15-04-2014 andrea damiati
racconti d'architettura

Mettersi in auto e partire è sempre stato il mio forte. Almeno da un certo punto della mia età adolescenziale. Anche se, voci di popolo familiare, dicevano che sin dalla nascita avevo propensioni “onderoaddistiche” (nel senso che viaggiavo in auto tranquillo, anche per ore).

Macinare chilometri, quasi senza meta, quasi allo sbaraglio con unico obiettivo inseguire l’architettura. E osservare spazi, luoghi, paesaggi e skyline, alla ricerca efferata dell’emozione, anche nascosta all’occhio umano.

Molto spesso mi è capitato di fermare l’auto all’improvviso, scendere per scattare foto: quando pensavo che fotografare fosse “portare a casa” quell’emozione.
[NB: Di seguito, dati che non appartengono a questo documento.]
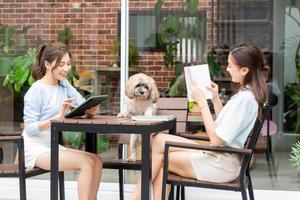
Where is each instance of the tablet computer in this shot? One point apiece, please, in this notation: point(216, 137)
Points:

E per un po’ lo è stato.

Oggi non la penso più così, o in parte, perché crescendo ho sostituito l’esperienza sensoriale alla voglia “matta e disperatissima” di imprimere immagini nella camera.  Il valore che essa possiede nessun altra cosa può restituirti, nemmeno una bella riproduzione, o un racconto, fatto di belle parole o qualcosa di simile.

Godersi il paesaggio, il luogo, lo spazio, il tempo: tutto ciò che la foto non ti restituisce e che non puoi interamente apprezzare (proprio perché talvolta “distratto” dall’uso della fotocamera).

Forse un giorno ricambierò opinione sulla cosa o già la sto mutando, mentre scrivo: perché poi se alleghi ad un’esperienza sensoriale un buon prodotto artistico…la cosa si fa intrigante, no? Proseguo….

Oggetto di questa volata: la Puglia. Una parte.

Località varie, diverse, anche dislocate fra loro, ma connesse virtualmente dalla comune volontà di “conservare”, in qualche modo, i valori del passato, anche a discapito di materia e intervenendo in maniera talvolta invasiva. Si avverte, in linea generale, un tentativo di coinvolgere il passato, non denigrandolo  ma raccontandolo, riproponendolo.

I luoghi che ho percorso non sono autentici, lo so, le stratificazioni dovute alle più svariate vicissitudini, gli eventi, calamitosi o meno, la normativa e quant’altro hanno mutato determinate condizioni materiche anche se all’occhio umano passano apparentemente come originarie. C’è però da fare considerazioni positive se in qualche modo si è cercato di configurare le “cose” in maniera piuttosto rispettosa.  Lascio a chi osserverà le foto sul portale la possibilità di riflettere sull’argomento e magari dare spazio alla discussione sul tema del Recupero e la sua immane discrezionalità.

Cambio ritmo al mio scritto, opto adesso per brevi momenti, poche parole, per cerchiare quanto avvertito nelle località incontrate.

Bari, variegata, stratificata, un po’ falsata…pietra bianca e basolati

Ostuni, bianca spittazzata, intrigante “vicolata”, genuinità culinaria, doppiamente arroccata…

Fasano, selva triste, emozioni a vederli ma…anche negatività. Non architettura, ma esseri viventi in spazi costipati, non le loro case, ma alloggi un po’ “forzati”….

Trani, vicoli e mare, spazi ampi e parole, precisione e storicità…

Brindisi, città di mare, con pochi stralci di storico ed episodi belli. Una scala e due colonne il fulcro d’azione.

Castel del Monte, “inaccessibile” rocca fascinosa già da lungi. Mi fermo e scatto, poi m’avvicino d’impatto: arrivo alla meta sorpreso per luogo a me nuovo e valorizzato. La bella sensazione nel vedere un Monumento.

Fermo il racconto, lascio parlare poi le foto che, alla fine ho scattato, mio malgrado, ma solo per implementare la rubrica immagini e osservazioni!